The seasonality of life was also chronicled by John. At harvest time, he explained “I might assist in “leading-in” the corn – building it on the cart and forking it from the cart to the stack – and taking up and carting home the potatoes." Meanwhile "the master took the heavy part of the outdoor work – ploughing, sowing, &c – the lad assisting in driving out manure and the like; in winter the lad was mainly employed in thrashing, while in summer he was much employed in pulling thistles from the fields in crop, which were used as food for the horses.” Crops consisted of oats, barley, potatoes, turnip and red clover. "Throughout the year the mistress and the maid were occupied in milking the cows, churning, making cheese, &c; hoeing and other outdoor work in summer; in harvest in shearing; in winter mainly in spinning, all the clothes of the family, woollen and linen, being spun by them. There was then no spinning of fine yarns by machinery."

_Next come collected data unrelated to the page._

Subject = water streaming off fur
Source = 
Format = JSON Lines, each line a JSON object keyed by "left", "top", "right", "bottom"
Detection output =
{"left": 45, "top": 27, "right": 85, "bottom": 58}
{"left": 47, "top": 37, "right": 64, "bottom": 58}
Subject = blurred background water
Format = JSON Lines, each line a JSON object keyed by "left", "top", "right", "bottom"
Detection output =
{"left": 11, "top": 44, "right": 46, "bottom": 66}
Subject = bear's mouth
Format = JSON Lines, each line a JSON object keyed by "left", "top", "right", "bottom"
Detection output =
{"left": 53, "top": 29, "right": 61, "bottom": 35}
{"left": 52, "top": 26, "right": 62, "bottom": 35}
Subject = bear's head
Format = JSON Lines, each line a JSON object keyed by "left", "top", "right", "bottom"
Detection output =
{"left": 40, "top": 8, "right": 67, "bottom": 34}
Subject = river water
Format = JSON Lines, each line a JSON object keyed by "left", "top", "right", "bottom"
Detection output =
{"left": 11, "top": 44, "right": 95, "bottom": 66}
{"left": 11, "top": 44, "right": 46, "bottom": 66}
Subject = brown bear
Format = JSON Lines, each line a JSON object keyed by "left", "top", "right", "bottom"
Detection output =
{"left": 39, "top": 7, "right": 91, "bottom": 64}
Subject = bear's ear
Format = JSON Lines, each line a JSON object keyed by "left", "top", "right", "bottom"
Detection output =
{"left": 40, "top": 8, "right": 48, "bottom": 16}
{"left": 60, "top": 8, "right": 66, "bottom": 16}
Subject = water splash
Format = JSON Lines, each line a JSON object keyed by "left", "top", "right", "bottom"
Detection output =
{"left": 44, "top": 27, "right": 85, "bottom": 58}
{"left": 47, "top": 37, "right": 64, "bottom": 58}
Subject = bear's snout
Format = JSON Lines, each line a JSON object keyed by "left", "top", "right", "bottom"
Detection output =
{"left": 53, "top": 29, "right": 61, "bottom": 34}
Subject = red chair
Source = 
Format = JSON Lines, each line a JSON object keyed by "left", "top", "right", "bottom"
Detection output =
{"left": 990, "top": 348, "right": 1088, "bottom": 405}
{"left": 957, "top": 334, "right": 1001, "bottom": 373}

The meagerness of personal possessions was also conveyed by Ritchie:
"My master’s best coat served him for the whole of his nineteen year’s lease of the farm. The winter evening’s were spent in the kitchen, mainly by the light of the fire, helped by parrot coal….While the women span, the master knitted stockings, the man-servant mended his shoes or stockings or any other like work, while I usually read aloud for the general benefit. Our stock of literature was scanty, consisting, besides the Bible, of some old sermons, a copy of Boston’s Fourfold State, Hervey’s 'Meditations among the Tombs'* and an ample stock of old stories and ballads – the latter being the joint property of the maid-servant and myself.”

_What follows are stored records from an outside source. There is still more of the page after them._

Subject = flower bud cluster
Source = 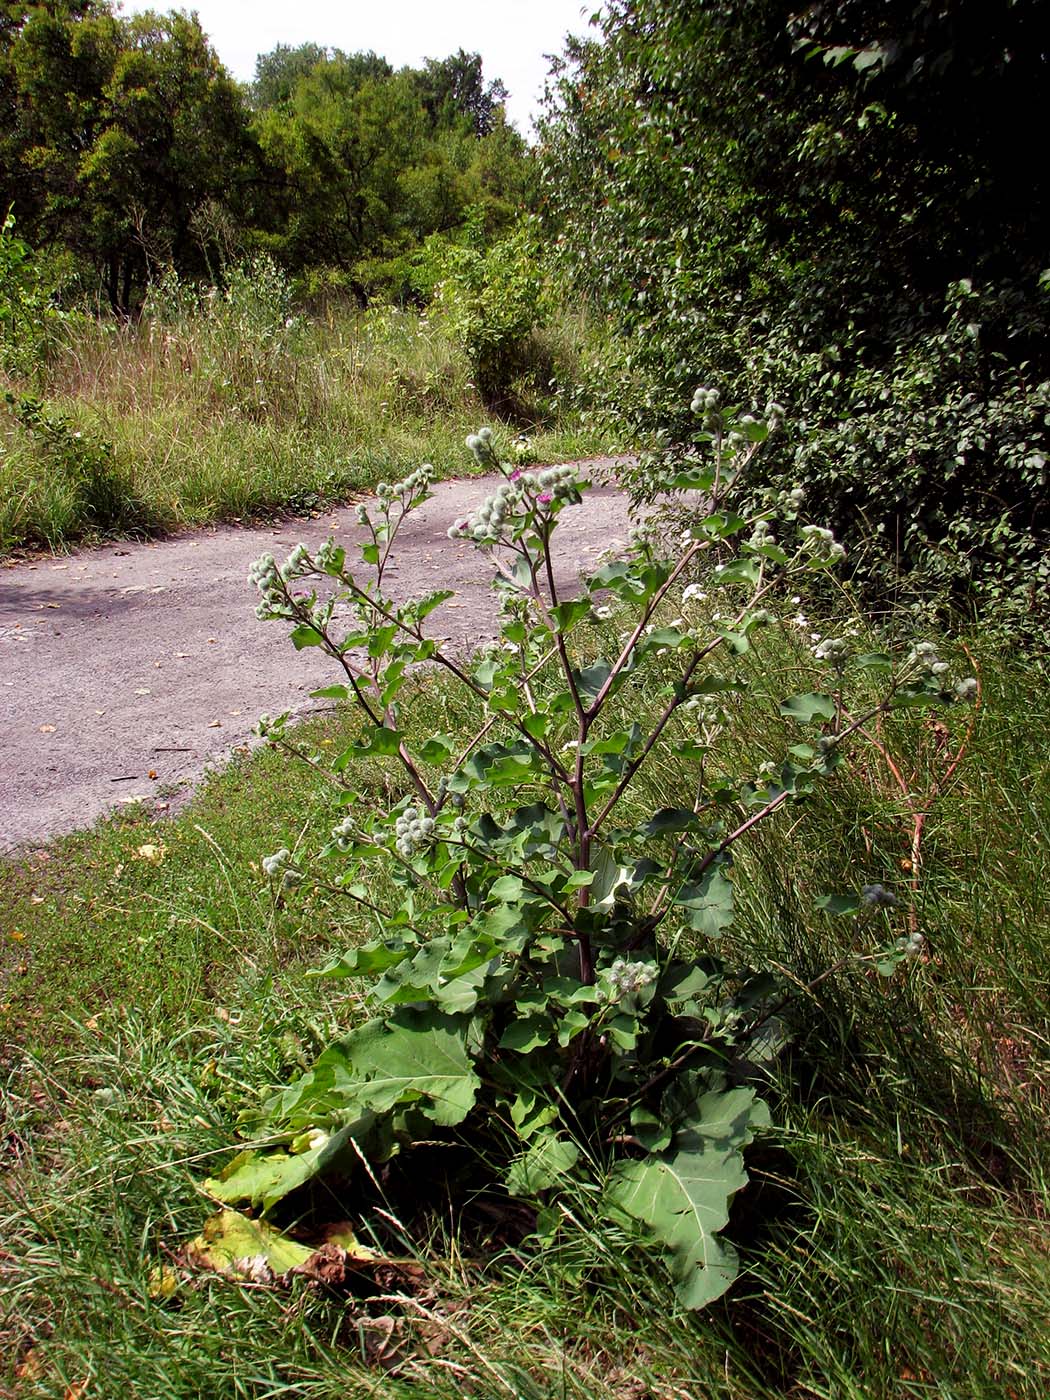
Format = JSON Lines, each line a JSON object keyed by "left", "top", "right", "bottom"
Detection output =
{"left": 599, "top": 956, "right": 659, "bottom": 1004}
{"left": 627, "top": 520, "right": 659, "bottom": 551}
{"left": 800, "top": 524, "right": 847, "bottom": 566}
{"left": 813, "top": 636, "right": 849, "bottom": 667}
{"left": 262, "top": 847, "right": 303, "bottom": 887}
{"left": 248, "top": 551, "right": 280, "bottom": 594}
{"left": 447, "top": 466, "right": 578, "bottom": 543}
{"left": 280, "top": 543, "right": 311, "bottom": 581}
{"left": 465, "top": 426, "right": 497, "bottom": 468}
{"left": 315, "top": 538, "right": 342, "bottom": 572}
{"left": 395, "top": 806, "right": 436, "bottom": 859}
{"left": 448, "top": 478, "right": 525, "bottom": 542}
{"left": 691, "top": 385, "right": 722, "bottom": 433}
{"left": 376, "top": 464, "right": 432, "bottom": 505}
{"left": 778, "top": 483, "right": 804, "bottom": 514}
{"left": 908, "top": 640, "right": 949, "bottom": 676}
{"left": 681, "top": 691, "right": 732, "bottom": 726}
{"left": 954, "top": 677, "right": 978, "bottom": 701}
{"left": 249, "top": 551, "right": 292, "bottom": 620}
{"left": 862, "top": 883, "right": 898, "bottom": 908}
{"left": 331, "top": 814, "right": 357, "bottom": 852}
{"left": 894, "top": 930, "right": 925, "bottom": 959}
{"left": 749, "top": 518, "right": 777, "bottom": 550}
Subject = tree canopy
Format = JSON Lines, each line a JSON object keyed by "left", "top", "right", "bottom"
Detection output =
{"left": 540, "top": 0, "right": 1050, "bottom": 615}
{"left": 0, "top": 3, "right": 531, "bottom": 309}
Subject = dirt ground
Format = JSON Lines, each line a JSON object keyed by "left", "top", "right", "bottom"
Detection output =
{"left": 0, "top": 466, "right": 633, "bottom": 851}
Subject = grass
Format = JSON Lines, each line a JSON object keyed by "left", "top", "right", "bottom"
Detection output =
{"left": 2, "top": 614, "right": 1048, "bottom": 1398}
{"left": 0, "top": 294, "right": 617, "bottom": 555}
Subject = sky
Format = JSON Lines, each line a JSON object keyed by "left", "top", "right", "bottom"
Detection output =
{"left": 117, "top": 1, "right": 598, "bottom": 136}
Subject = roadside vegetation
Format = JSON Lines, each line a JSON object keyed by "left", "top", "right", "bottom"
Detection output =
{"left": 0, "top": 236, "right": 611, "bottom": 556}
{"left": 2, "top": 604, "right": 1047, "bottom": 1396}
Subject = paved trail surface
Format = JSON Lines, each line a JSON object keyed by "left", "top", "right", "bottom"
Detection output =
{"left": 0, "top": 467, "right": 632, "bottom": 850}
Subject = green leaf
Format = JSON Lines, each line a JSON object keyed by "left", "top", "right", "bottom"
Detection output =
{"left": 310, "top": 684, "right": 349, "bottom": 700}
{"left": 551, "top": 597, "right": 593, "bottom": 632}
{"left": 590, "top": 843, "right": 632, "bottom": 908}
{"left": 711, "top": 557, "right": 760, "bottom": 587}
{"left": 337, "top": 726, "right": 404, "bottom": 761}
{"left": 673, "top": 864, "right": 733, "bottom": 938}
{"left": 814, "top": 892, "right": 862, "bottom": 916}
{"left": 311, "top": 937, "right": 416, "bottom": 980}
{"left": 575, "top": 658, "right": 613, "bottom": 702}
{"left": 853, "top": 652, "right": 893, "bottom": 673}
{"left": 462, "top": 740, "right": 540, "bottom": 786}
{"left": 643, "top": 807, "right": 700, "bottom": 837}
{"left": 290, "top": 624, "right": 324, "bottom": 650}
{"left": 341, "top": 1011, "right": 481, "bottom": 1125}
{"left": 202, "top": 1120, "right": 363, "bottom": 1212}
{"left": 499, "top": 1016, "right": 555, "bottom": 1052}
{"left": 415, "top": 589, "right": 454, "bottom": 620}
{"left": 779, "top": 692, "right": 837, "bottom": 723}
{"left": 272, "top": 1010, "right": 481, "bottom": 1130}
{"left": 418, "top": 733, "right": 454, "bottom": 763}
{"left": 606, "top": 1086, "right": 767, "bottom": 1309}
{"left": 506, "top": 1133, "right": 580, "bottom": 1198}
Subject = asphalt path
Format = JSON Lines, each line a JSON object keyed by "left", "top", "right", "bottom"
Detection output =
{"left": 0, "top": 465, "right": 632, "bottom": 851}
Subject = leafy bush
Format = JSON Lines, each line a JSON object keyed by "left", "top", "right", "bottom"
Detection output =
{"left": 189, "top": 399, "right": 973, "bottom": 1308}
{"left": 635, "top": 275, "right": 1050, "bottom": 626}
{"left": 426, "top": 222, "right": 550, "bottom": 413}
{"left": 0, "top": 393, "right": 148, "bottom": 549}
{"left": 0, "top": 214, "right": 71, "bottom": 376}
{"left": 540, "top": 0, "right": 1050, "bottom": 620}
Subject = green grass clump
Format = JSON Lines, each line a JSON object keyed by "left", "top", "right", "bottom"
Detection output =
{"left": 0, "top": 300, "right": 615, "bottom": 555}
{"left": 2, "top": 632, "right": 1048, "bottom": 1397}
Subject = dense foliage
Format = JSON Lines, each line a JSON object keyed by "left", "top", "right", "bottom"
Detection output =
{"left": 540, "top": 0, "right": 1050, "bottom": 618}
{"left": 189, "top": 406, "right": 973, "bottom": 1309}
{"left": 0, "top": 4, "right": 531, "bottom": 311}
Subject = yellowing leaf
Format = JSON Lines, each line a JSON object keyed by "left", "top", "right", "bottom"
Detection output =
{"left": 135, "top": 843, "right": 166, "bottom": 864}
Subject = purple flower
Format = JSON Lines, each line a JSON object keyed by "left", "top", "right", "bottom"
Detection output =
{"left": 538, "top": 492, "right": 553, "bottom": 504}
{"left": 509, "top": 468, "right": 523, "bottom": 481}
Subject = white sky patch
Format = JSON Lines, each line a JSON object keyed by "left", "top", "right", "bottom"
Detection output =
{"left": 117, "top": 0, "right": 596, "bottom": 136}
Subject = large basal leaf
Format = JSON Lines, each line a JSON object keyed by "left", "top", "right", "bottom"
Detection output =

“We had family worship every evening, the hour of which, as well as that of bedtime, was a little uncertain, owing to there being no watch or clock in the house. In the winter nights we could only judge the passing of time by the quantity of yarn spun by the mistress of maid, or by the length added to the stocking which the master was employed in making – which was rather an unreliable standard as he sometimes took a nap. When the weather permitted we regulated ourselves by the progress the “seven stars” made over the pent stack. For summer, I constructed a sun-dial by a rather unscientific process. Getting a loan of a tailor’s watch, I drew a line across a large whinstone by the shadow of the sun every hour from seven in the morning to eight at night, which answered the purpose remarkably well.”
*James Hervey (1714-58) was a writer of devotional texts. His popular 'Meditations Among the Tombs' was published in 1746 and it was often reprinted. The subject of the book is death, and the author dwells particularly on the grief caused by early death, and on the eventual re-uniting of the parted in heaven. Below is an illustration from this book.
After several year working on the farm at Largo, John Ritchie returned to the place of his birth, Kirkcaldy, to become a handloom weaver. This led to his eventual move to Edinburgh around 1800 to set up as a draper and haberdasher. By the time that The Scotsman newspaper was established in 1817, he had a flourishing business. John Ritchie (shown below as a young man) spent 53 years at the newspaper. He lost his wife in 1831 (the same year that he lost his brother) and never remarried. He entered the town council of Edinburgh in 1844, and was a magistrate of the city from 1845 to 1847. In 1849–50 he was chairman of the Chamber of Commerce. He was one of the founders of the United Industrial School. He died on 21 December 1870, at the age of 92.
His obituary in the 22 December Scotsman stated that he maintained associations with Largo Parish throughout his life "to the benefit of the poor of the place to the end of his life, long after all other links of connection had been snapped". He certainly bequeathed to us a graphic pen-picture of conditions on a small Largo farm over two hundred years ago - in doing so demonstrating that he had great powers of observation from an early age.